Blocking the Mitochondrial Respiration Chain Antagonizes EA-induced Cystatin C Dimerization

Mitochondria are major producers of ROS as by-products of the respiratory chain (32). To investigate the contribution of mitochondria to the EA-mediated induction of cystatin C dimerization we treated the cells with AA, a specific inhibitor of the mitochondrial respiratory complex III. This drug antagonized the effect of EA on ROS formation (Fig. 5E) and induction of cystatin C dimerization (Fig. 5F). Neither EA alone nor EA plus AA affected cell viability during the assay (data not shown). These results indicate that the production of ROS by mitochondria plays an important role in the magnitude of intracellular cystatin C dimerization within cells.

DISCUSSION

The first important conclusion of the results presented here is that cystatin C is not as ubiquitously expressed as generally assumed. We showed that bone marrow-derived cells contribute up to 30% of the steady-state concentration of cystatin C in mouse serum. Among these cells, the major producers were CD8+ DC and macrophages. Immunofluorescence microscopy analysis of Langerhans cells also revealed high levels of cystatin C in this DC type of the skin (data not shown). This pattern of expression correlates with the results of the Immunological Genome Project and appears conserved in humans, with DC and macrophages showing the highest expression of the CST3 gene (49).

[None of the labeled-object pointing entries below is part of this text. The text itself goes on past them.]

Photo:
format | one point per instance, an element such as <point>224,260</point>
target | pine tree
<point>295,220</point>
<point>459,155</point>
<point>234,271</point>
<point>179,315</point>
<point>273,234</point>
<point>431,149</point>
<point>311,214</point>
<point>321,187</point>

One important implication of these observations is that the local concentration of cystatin C in a particular tissue may vary depending on the abundance of DC and macrophages. These two cell types accumulate at sites of inflammation, including atherosclerotic lesions, aortic aneurysms, and the brain (4, 3335). Furthermore, CD8+ DC and monocyte-derived DC are present in healthy aortas and both expand during atherosclerosis (36). It is plausible that the control of pathological extracellular proteolysis at sites of inflammation depends in part on secretion of cystatin C by DC and macrophages. Indeed, DC reportedly play protective roles in atherosclerosis (36). We previously showed that IL-10 released during inflammation down-regulates Irf-8 and hence cst3 expression in DC and macrophages (11). As discussed below, the control of cystatin C dimerization and secretion by ROS introduces an additional layer of regulation. This complex interplay of regulatory mechanisms of cystatin C activity may partially explain the contrasting results of studies that examined the correlation between serum cystatin C and vascular diseases (4). Recruitment of macrophages and DC at incipient vascular lesions may increase cystatin C secretion both locally and systemically, protecting against pathological degradation of the extracellular matrix by cysteine proteases. However, as the disease progresses and inflammation sets in, production of anti-inflammatory IL-10 might cause reduced production of cystatin C (11). Increased ROS levels at lesion sites (37) would also promote cystatin C dimerization and intracellular retention (see below). These effects may contribute to reduce cystatin C secretion and tip the local proteolytic balance toward extracellular matrix destruction (38). It is in this situation where the low cystatin C concentration in plasma would correlate with susceptibility to vascular disease (3, 38).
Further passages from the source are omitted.